Edwards and former Democratic presidential candidate John Edwards lost their son Wade in a 1996 car accident. After 13 years, she said she still grieves at unpredictable moments. Just last week, she said she was talking to a young woman, glanced at a picture of Wade and then felt grief.
"Early on, it's sort of easier, almost everything is a trigger," she said. "There's music that triggers; there are particular people. But you try to turn those into good things, you try to turn those into helpful things."
Teddy Ebersol, the son of St. James and NBC Sports executive Dick Ebersol, died in 2004 when the chartered jet that he and his father were in crashed in Colorado. St. James said that after his death, she received letters from a lot of businessmen who knew her husband. One from a professional football team owner struck a chord with her.
"It said, 'You know, the thing that helped me the most is, we're not human beings having a spiritual experience, we're spiritual beings having a human experience,'" she said. "And I could picture Teddy as a spiritual being and then coming down on Earth, having these 14 cool years and then going home."
Shriver likewise described a spiritual experience that she said helped her deal with her grief. She said that on Aug. 15, four days after her mother's death, she walked along the beach in Hyannisport, Mass.
Shriver said she saw a woman wearing a long, dark skirt and a black cross. The woman said she was a former nun who once worked for Mother Teresa and that she had driven from Boston to give Shriver "holy cards" for her and her four brothers.

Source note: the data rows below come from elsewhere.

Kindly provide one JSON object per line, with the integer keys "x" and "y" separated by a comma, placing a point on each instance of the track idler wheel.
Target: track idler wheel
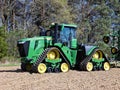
{"x": 41, "y": 68}
{"x": 106, "y": 66}
{"x": 49, "y": 70}
{"x": 57, "y": 70}
{"x": 89, "y": 66}
{"x": 28, "y": 67}
{"x": 64, "y": 67}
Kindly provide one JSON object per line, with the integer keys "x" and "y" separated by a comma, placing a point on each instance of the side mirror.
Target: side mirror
{"x": 73, "y": 43}
{"x": 114, "y": 50}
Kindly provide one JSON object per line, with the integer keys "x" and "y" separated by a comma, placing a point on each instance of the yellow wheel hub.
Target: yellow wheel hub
{"x": 53, "y": 54}
{"x": 64, "y": 67}
{"x": 28, "y": 67}
{"x": 89, "y": 66}
{"x": 97, "y": 55}
{"x": 42, "y": 68}
{"x": 106, "y": 66}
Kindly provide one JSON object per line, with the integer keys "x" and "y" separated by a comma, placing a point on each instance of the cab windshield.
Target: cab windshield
{"x": 67, "y": 34}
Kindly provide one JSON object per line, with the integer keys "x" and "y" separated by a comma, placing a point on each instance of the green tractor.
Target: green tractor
{"x": 113, "y": 40}
{"x": 57, "y": 50}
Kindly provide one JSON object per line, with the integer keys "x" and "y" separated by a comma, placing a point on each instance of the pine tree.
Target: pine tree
{"x": 3, "y": 43}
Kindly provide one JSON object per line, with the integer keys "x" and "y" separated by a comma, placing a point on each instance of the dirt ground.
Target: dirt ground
{"x": 12, "y": 78}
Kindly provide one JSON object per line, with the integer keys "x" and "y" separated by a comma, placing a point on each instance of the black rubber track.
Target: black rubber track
{"x": 83, "y": 64}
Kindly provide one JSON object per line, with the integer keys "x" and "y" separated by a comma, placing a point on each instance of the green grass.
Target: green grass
{"x": 10, "y": 64}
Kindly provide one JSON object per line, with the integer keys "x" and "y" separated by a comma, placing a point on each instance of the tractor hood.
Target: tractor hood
{"x": 89, "y": 49}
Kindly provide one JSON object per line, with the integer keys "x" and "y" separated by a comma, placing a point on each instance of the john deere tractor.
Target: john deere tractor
{"x": 57, "y": 50}
{"x": 113, "y": 40}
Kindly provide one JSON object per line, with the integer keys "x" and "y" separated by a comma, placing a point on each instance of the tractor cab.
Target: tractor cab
{"x": 63, "y": 33}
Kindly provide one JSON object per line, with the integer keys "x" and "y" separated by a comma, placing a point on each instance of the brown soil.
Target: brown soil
{"x": 11, "y": 78}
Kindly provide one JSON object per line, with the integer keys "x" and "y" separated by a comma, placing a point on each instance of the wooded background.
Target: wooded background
{"x": 22, "y": 18}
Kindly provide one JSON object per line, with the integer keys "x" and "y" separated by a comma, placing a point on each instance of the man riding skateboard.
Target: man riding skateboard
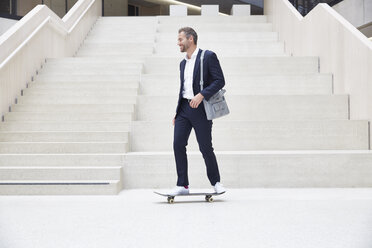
{"x": 190, "y": 112}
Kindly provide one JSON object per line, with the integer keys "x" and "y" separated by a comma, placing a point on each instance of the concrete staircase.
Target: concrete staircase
{"x": 101, "y": 121}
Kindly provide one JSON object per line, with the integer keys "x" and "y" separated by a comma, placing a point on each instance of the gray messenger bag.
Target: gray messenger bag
{"x": 216, "y": 106}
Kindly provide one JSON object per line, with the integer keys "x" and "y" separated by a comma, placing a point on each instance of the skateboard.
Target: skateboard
{"x": 208, "y": 196}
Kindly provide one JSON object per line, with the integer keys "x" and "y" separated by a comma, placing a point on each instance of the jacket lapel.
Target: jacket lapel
{"x": 197, "y": 68}
{"x": 182, "y": 74}
{"x": 196, "y": 74}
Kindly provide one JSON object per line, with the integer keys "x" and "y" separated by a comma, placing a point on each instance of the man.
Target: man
{"x": 190, "y": 111}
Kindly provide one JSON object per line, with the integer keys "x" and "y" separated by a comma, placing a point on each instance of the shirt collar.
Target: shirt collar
{"x": 194, "y": 54}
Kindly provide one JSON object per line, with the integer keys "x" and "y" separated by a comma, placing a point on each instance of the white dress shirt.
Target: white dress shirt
{"x": 188, "y": 92}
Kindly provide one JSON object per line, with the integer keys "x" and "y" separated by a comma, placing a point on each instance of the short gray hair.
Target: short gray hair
{"x": 189, "y": 32}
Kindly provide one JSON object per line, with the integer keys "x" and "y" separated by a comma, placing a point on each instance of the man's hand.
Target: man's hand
{"x": 194, "y": 103}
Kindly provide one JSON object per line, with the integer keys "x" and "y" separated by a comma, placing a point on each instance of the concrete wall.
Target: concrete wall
{"x": 5, "y": 24}
{"x": 341, "y": 48}
{"x": 58, "y": 6}
{"x": 145, "y": 11}
{"x": 357, "y": 12}
{"x": 116, "y": 8}
{"x": 24, "y": 6}
{"x": 39, "y": 35}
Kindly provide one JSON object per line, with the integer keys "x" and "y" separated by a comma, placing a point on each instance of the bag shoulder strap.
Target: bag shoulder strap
{"x": 201, "y": 70}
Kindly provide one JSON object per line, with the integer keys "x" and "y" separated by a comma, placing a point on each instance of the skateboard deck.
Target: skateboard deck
{"x": 208, "y": 196}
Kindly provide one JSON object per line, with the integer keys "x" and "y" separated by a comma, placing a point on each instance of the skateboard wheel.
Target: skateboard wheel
{"x": 208, "y": 198}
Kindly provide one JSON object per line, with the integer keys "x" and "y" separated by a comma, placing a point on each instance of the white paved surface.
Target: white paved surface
{"x": 256, "y": 218}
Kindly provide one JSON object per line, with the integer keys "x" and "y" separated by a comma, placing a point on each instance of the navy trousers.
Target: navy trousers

Shriver said she looked up and the woman was gone. She had walked into the ocean fully dressed.
"I started running right at her," Shriver said. " 'Who are you? Who sent you here?' "
"The woman looked at me, and she looked at me right in the eye, and she said, 'Your mother and the Virgin Mary sent me here,'" Shriver said. "I burst into tears."
Shriver said the woman explained Aug. 15 was the Feast of the Assumption and that an old Irish proverb says that on Aug. 15 that you are supposed to go into the water.
"So I took this former nun's hand, and in my clothes and in my shoes, I walked right into the water," Shriver said.